ジャパニーズ・イングリッシュではダメですか?!

 世界がグローバル化し、英語は言語や文化を異にする人々の間で共通語(リンガ・フランカ)として使われています。そこではネイティブ英語とは異なる独自のユニークな英語を堂々と話す人もいます。しかし、日本人はジャパニーズ・イングリッシュをネガティブに捉え、英語コミュニケーションに消極的であることが指摘されています。そこで、最近の英語学習やリンガ・フランカ英語の理論や研究を踏まえて、日本人の言語態度を考察し、文化間コミュニケーション能力を向上させるための取り組みを提案します。

書誌情報など

(1) 柴田美紀, 横田秀樹. 英語教育の素朴な疑問:教えるときの「思い込み」から考える. くろしお出版, 2014, 235p, ISBN978-4-87424-616-0.

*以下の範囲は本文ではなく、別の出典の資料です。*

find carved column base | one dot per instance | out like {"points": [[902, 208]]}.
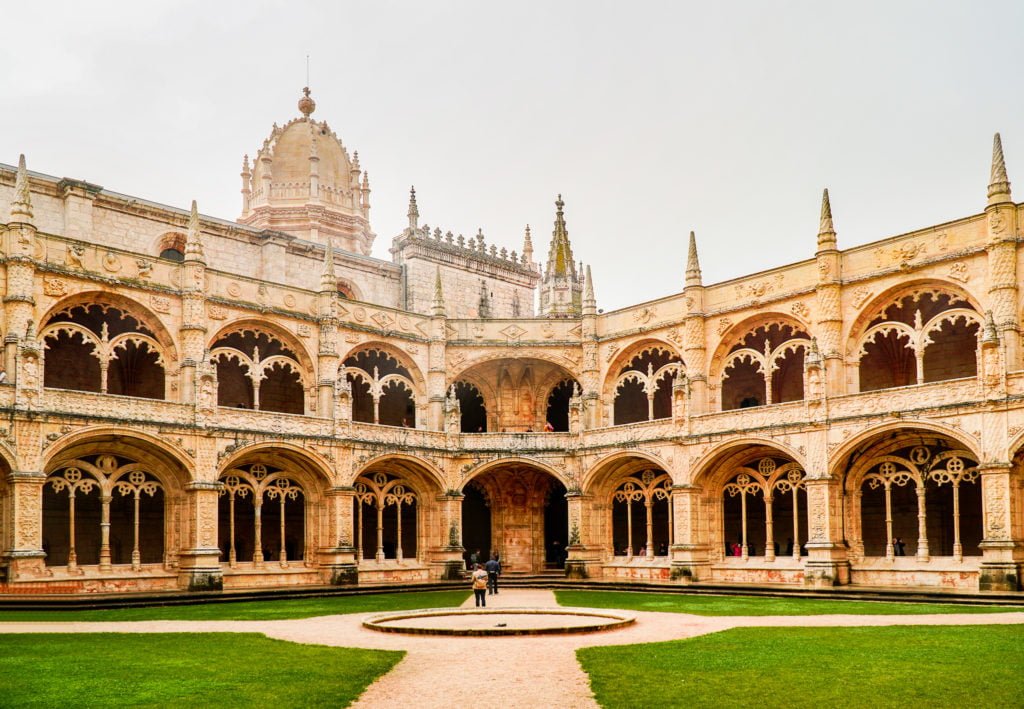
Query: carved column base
{"points": [[200, 570], [23, 566], [826, 573], [999, 577]]}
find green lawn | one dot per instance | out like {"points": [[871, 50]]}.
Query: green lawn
{"points": [[182, 669], [754, 606], [936, 666], [256, 610]]}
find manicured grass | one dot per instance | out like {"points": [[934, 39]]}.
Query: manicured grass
{"points": [[256, 610], [754, 606], [928, 666], [182, 669]]}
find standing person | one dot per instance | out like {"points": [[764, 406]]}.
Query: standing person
{"points": [[480, 586], [494, 569]]}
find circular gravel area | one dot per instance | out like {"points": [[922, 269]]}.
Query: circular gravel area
{"points": [[483, 622]]}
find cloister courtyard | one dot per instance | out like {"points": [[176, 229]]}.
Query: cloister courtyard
{"points": [[682, 650]]}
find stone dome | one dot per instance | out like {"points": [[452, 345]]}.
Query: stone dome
{"points": [[304, 174]]}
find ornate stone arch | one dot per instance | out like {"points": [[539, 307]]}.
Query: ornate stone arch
{"points": [[628, 353], [132, 307], [619, 463], [416, 375], [915, 333], [173, 463], [316, 470], [497, 463], [764, 362], [420, 469], [730, 453], [131, 475]]}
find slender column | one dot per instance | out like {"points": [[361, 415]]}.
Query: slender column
{"points": [[284, 552], [380, 528], [922, 526], [136, 556], [258, 543], [648, 504], [889, 523], [629, 530], [769, 531], [358, 531], [397, 550], [672, 517], [104, 533], [232, 558], [957, 547], [72, 553], [742, 502], [796, 524]]}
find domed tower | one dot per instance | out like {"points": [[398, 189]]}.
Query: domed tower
{"points": [[303, 182]]}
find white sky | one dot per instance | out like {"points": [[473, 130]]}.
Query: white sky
{"points": [[651, 118]]}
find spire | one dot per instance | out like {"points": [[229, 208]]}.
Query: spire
{"points": [[826, 232], [414, 211], [20, 208], [527, 248], [589, 301], [438, 308], [328, 281], [306, 103], [998, 183], [692, 264], [484, 308], [194, 241], [560, 261]]}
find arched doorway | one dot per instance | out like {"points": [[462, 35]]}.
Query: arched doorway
{"points": [[525, 518]]}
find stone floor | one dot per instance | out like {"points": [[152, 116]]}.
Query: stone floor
{"points": [[521, 671]]}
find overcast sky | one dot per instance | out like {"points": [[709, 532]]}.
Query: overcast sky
{"points": [[650, 118]]}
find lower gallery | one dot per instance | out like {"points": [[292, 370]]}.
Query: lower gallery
{"points": [[195, 404]]}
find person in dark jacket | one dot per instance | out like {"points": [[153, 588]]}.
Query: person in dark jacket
{"points": [[494, 569]]}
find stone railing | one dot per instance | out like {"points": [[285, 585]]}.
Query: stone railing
{"points": [[115, 408]]}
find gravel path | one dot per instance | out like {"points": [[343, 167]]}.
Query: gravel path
{"points": [[518, 671]]}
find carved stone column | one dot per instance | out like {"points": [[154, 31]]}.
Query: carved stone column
{"points": [[200, 561], [582, 554], [338, 560], [446, 556], [25, 554], [827, 564], [1003, 547], [690, 560]]}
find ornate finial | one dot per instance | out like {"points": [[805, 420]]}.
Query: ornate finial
{"points": [[484, 308], [438, 306], [327, 275], [991, 334], [414, 211], [306, 103], [693, 263], [194, 240], [998, 183], [560, 260], [826, 232], [20, 208], [589, 301]]}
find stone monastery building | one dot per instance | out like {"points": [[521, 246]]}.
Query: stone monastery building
{"points": [[193, 403]]}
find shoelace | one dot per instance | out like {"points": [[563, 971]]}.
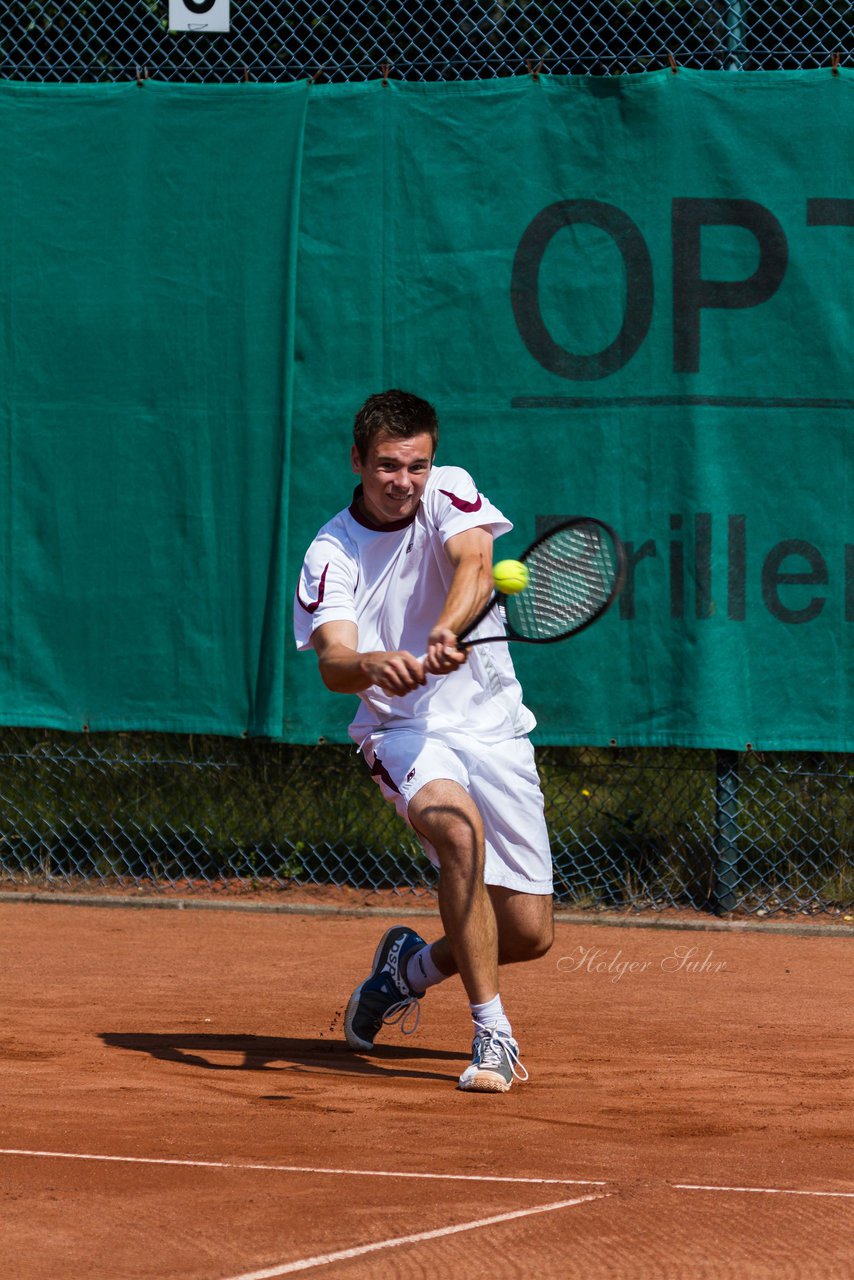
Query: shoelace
{"points": [[401, 1013], [494, 1043]]}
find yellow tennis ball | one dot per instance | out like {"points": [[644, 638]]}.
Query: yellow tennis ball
{"points": [[510, 577]]}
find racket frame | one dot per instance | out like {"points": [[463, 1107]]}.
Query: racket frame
{"points": [[498, 598]]}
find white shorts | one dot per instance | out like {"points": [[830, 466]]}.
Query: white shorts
{"points": [[501, 778]]}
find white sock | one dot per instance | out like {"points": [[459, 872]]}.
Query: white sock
{"points": [[421, 972], [492, 1014]]}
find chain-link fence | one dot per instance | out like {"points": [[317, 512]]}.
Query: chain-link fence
{"points": [[354, 40], [630, 828]]}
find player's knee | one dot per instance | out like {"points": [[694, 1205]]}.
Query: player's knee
{"points": [[529, 941]]}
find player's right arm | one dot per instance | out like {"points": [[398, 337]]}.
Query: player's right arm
{"points": [[345, 670]]}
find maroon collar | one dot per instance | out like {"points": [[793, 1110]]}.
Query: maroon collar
{"points": [[361, 517]]}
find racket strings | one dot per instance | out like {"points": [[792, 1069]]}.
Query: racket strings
{"points": [[572, 576]]}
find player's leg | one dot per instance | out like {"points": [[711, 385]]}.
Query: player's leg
{"points": [[446, 816], [525, 924], [402, 764]]}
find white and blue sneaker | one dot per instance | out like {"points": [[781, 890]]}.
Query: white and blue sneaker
{"points": [[386, 997], [494, 1063]]}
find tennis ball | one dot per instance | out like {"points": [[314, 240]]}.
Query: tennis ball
{"points": [[510, 577]]}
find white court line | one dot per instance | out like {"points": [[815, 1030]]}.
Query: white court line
{"points": [[307, 1169], [341, 1255], [759, 1191]]}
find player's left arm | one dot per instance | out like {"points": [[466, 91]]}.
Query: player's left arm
{"points": [[470, 554]]}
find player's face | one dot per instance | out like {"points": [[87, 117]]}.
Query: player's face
{"points": [[393, 476]]}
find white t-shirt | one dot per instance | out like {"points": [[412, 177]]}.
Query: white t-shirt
{"points": [[392, 583]]}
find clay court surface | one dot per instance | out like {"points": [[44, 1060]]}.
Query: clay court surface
{"points": [[177, 1102]]}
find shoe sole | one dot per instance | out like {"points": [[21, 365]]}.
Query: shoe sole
{"points": [[355, 1041], [485, 1082]]}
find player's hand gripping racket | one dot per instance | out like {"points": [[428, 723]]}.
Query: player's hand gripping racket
{"points": [[575, 572]]}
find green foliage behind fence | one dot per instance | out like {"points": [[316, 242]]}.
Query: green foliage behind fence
{"points": [[630, 828]]}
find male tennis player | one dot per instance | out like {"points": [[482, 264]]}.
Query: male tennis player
{"points": [[386, 589]]}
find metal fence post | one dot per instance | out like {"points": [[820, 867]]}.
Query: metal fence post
{"points": [[726, 832]]}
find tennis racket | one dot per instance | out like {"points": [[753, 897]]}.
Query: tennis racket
{"points": [[575, 572]]}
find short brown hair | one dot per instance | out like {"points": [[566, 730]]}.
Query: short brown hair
{"points": [[396, 414]]}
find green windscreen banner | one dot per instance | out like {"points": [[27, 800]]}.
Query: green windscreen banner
{"points": [[628, 297], [147, 246]]}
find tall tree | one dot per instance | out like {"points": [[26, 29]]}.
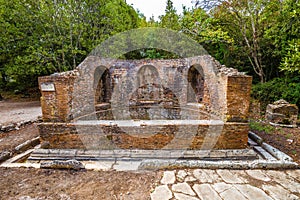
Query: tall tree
{"points": [[170, 19]]}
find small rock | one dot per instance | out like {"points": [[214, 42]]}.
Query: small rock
{"points": [[161, 193], [5, 155], [290, 141], [168, 178], [57, 164]]}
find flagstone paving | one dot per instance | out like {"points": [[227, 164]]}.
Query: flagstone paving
{"points": [[204, 184]]}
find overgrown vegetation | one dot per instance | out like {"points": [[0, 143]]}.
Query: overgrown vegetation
{"points": [[259, 37]]}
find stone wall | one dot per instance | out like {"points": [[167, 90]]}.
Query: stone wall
{"points": [[72, 136], [220, 94]]}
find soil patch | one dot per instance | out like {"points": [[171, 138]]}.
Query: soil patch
{"points": [[21, 183]]}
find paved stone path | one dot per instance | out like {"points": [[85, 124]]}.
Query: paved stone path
{"points": [[204, 184]]}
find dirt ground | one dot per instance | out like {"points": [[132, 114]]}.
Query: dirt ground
{"points": [[40, 184], [21, 183]]}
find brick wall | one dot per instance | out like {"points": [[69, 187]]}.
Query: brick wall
{"points": [[226, 97]]}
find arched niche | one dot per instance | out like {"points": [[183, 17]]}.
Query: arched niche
{"points": [[195, 93], [102, 86]]}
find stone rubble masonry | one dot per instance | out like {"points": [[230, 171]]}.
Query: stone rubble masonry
{"points": [[226, 96], [282, 112]]}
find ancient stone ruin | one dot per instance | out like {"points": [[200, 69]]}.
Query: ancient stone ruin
{"points": [[193, 103], [282, 113]]}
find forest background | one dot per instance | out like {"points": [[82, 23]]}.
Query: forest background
{"points": [[259, 37]]}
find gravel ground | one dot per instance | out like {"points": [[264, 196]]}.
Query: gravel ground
{"points": [[15, 112]]}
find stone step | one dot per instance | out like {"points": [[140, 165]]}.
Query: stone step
{"points": [[137, 154]]}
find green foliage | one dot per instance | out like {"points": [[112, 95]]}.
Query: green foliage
{"points": [[279, 88], [198, 25], [257, 126], [283, 34], [43, 37], [170, 20]]}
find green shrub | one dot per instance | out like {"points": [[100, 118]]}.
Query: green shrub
{"points": [[278, 88]]}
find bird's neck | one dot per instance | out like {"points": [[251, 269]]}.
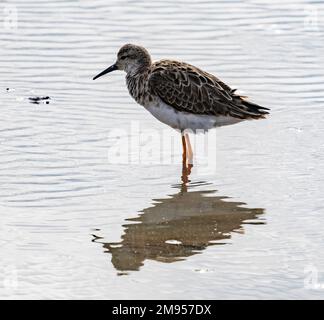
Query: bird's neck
{"points": [[137, 85]]}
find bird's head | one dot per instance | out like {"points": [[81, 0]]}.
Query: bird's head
{"points": [[131, 59]]}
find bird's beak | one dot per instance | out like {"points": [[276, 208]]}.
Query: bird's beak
{"points": [[110, 69]]}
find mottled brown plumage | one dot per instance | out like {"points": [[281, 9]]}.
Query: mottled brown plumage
{"points": [[181, 86], [189, 89], [181, 95]]}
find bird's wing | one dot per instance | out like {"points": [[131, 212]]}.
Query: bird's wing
{"points": [[189, 89]]}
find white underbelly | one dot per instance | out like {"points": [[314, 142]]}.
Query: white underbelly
{"points": [[185, 120]]}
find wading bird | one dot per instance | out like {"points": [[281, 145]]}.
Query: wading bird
{"points": [[181, 95]]}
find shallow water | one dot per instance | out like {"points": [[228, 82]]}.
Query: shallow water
{"points": [[74, 225]]}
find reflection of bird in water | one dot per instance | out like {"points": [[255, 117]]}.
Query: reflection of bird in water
{"points": [[177, 227]]}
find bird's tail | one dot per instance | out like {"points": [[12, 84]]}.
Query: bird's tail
{"points": [[250, 110]]}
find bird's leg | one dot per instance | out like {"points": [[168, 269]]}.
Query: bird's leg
{"points": [[184, 150], [186, 170], [189, 150]]}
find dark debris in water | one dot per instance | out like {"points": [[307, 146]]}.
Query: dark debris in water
{"points": [[38, 100]]}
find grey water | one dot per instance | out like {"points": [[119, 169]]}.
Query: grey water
{"points": [[73, 225]]}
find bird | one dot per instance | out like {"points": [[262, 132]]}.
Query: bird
{"points": [[181, 95]]}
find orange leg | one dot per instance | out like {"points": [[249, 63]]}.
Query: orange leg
{"points": [[186, 151]]}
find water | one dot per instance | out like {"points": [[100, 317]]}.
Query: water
{"points": [[74, 225]]}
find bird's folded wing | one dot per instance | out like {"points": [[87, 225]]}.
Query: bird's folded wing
{"points": [[189, 89]]}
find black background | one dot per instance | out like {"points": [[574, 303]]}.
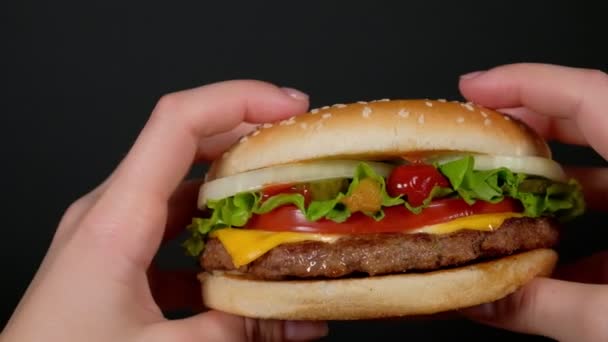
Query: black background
{"points": [[79, 80]]}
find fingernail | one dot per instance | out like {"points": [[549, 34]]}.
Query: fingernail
{"points": [[471, 75], [296, 94], [305, 330], [483, 311]]}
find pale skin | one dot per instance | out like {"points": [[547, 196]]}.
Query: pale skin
{"points": [[95, 282], [568, 105]]}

(2) 柴田美紀. 英語教育における言語態度への取組み:学習英語とリンガ・フランカ 英語. アジア英語研究. 2015, vol.17, p.30-50.

研究者プロフィール

柴田 美紀 (しばた みき)
准教授・博士(第二言語習得と語学教育)
大学院総合科学研究科 人間文化研究講座
研究分野 人文学 / 言語学 / 外国語教育

 

 母語を習得した後に学習する言語を第二言語と呼ぶことがあります。日本人の多くは日本語が母語で、小学校あるいは中学校で外国語として学習を始める英語が第二言語となります。母語習得と外国語(第二言語)学習の大きな違いは、母語は知らないうちに身についており、特別な事情が無い限り誰もがネイティブになる一方、外国語は思うように上達せず個人差があることです。

 

 

 外国語の上達が難しい原因のひとつとして、母語と第二言語の言語的な違いが考えられます。例えば、英語の授業で、英語の語順が日本語と違うことや英語には冠詞があることなどを学習します。日本語と違う、あるいは日本語にない文法規則は理解するのが難しかったり、英語で話すときに間違えたりします。また、同じ日本人でも英語の上達に個人差が生まれる原因として言語態度(例:「ネイティブの英語が正しい」)や学習動機(例:「将来、留学したい」)等があります。

 

 

 こうした外国語学習も含め第二言語習得に関わる「なぜ?」を研究するのが第二言語習得研究(Second Language Acquisition: SLA)の分野です。SLAの研究結果は外国語教育に貴重な示唆を与えてくれます。例えば、授業で英語のゲームをする理由として、「生徒が楽しそうだから」というのは科学的根拠がありませんが、第二言語習得の研究や理論に基づいた目的を持って行えば、学習の促進につながります。英語の授業で行っている練習やアクティビティの目的や効果を、第二言語習得研究とその理論から具体的に見直すことをねらいとした本が (1) です。

 

 

 世界がグローバル化する中で英語はリンガ・フランカ(共通語)としての役割を果たしています。それに伴ってネイティブの英語(イギリス英語やアメリカ英語)とは異なる英語が生まれおり、文化間コミュニケーションではそうした英語で十分意思疎通ができています。ところが、日本では未だネイティブの英語が絶対視され、ジャパニーズ・イングリッシュを含め非母語話者の英語に対してネガティブです。 (2) の論文では、こうした日本人英語学習者の言語態度を英語教育でどのように改革していくべきかを提案しています。

 

 

この記事は、学術・社会連携室と広報グループが作成し、2016年に公開したものです。